Reactions to the poster were immediate, with an estimated 11 million Brits knowing of the story within a week. As a PR stunt, it was a smash hit, garnering £5 million in media value from the initial £48,000 outlay. Before long, the billboard was replicated onto posters and T-shirts, while the image spread like a virus across the internet where copy-cat versions and alternative responses became ubiquitous. United fans photo-shopped the image, replacing the original caption with “Goodbye to Success”, “You’re Welcome to Him”, and “Welcome to the End of Your Career”. Sir Alex Ferguson even responded, calling City “cocky”, “small-minded”, and “noisy neighbors” (“Ferguson talk must please Man City”, by Phil McNulty, BBC Sport, 18 September 2009).

More objective critics recognized the genius of the humor: its lyrical play, contextual audacity, and revenge-inspired ridicule. One journalist called it “the most talked about piece of Manchester artwork outside The Lowry”, while the poster was also nominated for a “Buzz Award”, a media-sponsored competition that rewards successful brand campaigns (“Manchester’s feuding clans get ready to remember the ‘Barson Barge'” The Sport Blog, Guardian).

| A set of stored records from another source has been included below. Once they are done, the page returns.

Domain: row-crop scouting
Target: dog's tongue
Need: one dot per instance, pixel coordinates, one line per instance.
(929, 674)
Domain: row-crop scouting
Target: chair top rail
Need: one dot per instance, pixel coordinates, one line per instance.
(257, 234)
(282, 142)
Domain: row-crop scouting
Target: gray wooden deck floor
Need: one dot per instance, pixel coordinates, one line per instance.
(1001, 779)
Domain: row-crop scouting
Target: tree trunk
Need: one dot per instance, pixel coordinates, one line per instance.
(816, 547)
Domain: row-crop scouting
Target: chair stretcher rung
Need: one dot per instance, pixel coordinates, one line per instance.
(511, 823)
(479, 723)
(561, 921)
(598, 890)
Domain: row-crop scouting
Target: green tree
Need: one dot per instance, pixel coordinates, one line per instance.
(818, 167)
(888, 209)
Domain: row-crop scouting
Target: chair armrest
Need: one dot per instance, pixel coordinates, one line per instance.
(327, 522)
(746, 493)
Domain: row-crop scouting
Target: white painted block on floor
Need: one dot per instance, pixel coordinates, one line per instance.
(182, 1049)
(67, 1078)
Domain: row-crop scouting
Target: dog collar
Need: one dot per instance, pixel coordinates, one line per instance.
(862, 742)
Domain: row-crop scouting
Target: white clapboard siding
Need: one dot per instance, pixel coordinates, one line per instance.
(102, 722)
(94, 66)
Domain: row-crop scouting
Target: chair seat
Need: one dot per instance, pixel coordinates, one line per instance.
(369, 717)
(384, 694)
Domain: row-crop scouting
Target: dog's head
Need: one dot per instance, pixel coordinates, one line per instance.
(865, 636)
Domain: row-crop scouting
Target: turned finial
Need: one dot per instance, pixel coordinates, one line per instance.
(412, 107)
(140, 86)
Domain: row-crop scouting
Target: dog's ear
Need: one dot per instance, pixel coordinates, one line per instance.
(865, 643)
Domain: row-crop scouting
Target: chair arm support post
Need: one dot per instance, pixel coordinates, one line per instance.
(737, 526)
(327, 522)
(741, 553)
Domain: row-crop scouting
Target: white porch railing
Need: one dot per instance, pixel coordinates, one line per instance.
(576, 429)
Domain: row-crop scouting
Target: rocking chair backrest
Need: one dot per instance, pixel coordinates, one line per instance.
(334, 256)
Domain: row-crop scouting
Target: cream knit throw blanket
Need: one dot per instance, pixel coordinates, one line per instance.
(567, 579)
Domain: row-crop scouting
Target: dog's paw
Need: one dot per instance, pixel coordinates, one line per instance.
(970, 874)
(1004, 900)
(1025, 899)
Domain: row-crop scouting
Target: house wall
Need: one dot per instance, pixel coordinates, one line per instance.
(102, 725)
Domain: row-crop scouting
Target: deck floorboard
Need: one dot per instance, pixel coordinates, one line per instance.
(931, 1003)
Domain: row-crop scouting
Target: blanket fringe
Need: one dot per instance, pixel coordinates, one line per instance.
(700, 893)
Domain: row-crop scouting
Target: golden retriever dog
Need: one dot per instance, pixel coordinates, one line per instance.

A recent data survey by Foursquare Engineering measured Manchester to be the “rudest city in the world”, and judging by the way its inhabitants respond to the game of football, one is inclined to find credence in that finding (see “How we found the rudest cities in the world – Analytics @ foursquare”). For Mancunians, however, “rude” and “wit” are often two sides of the same coin, and together they are represented by many precedents within the history of the city. Just as the Manc combative spirit dates back to a dissenting tradition that brought Britain trade unions and the women’s movement, so its often “savage” sardonic humor is expressed by many of its cultural artists, whether from film (Frank Randle, Mike Leigh), music (The Smiths, The Fall), or literature (Elizabeth Glaspell, Anthony Burgess). Combined, these spirited strains have “united” over time to make Manchester the exemplary setting for the coarse and caustic in the folk art of football humor.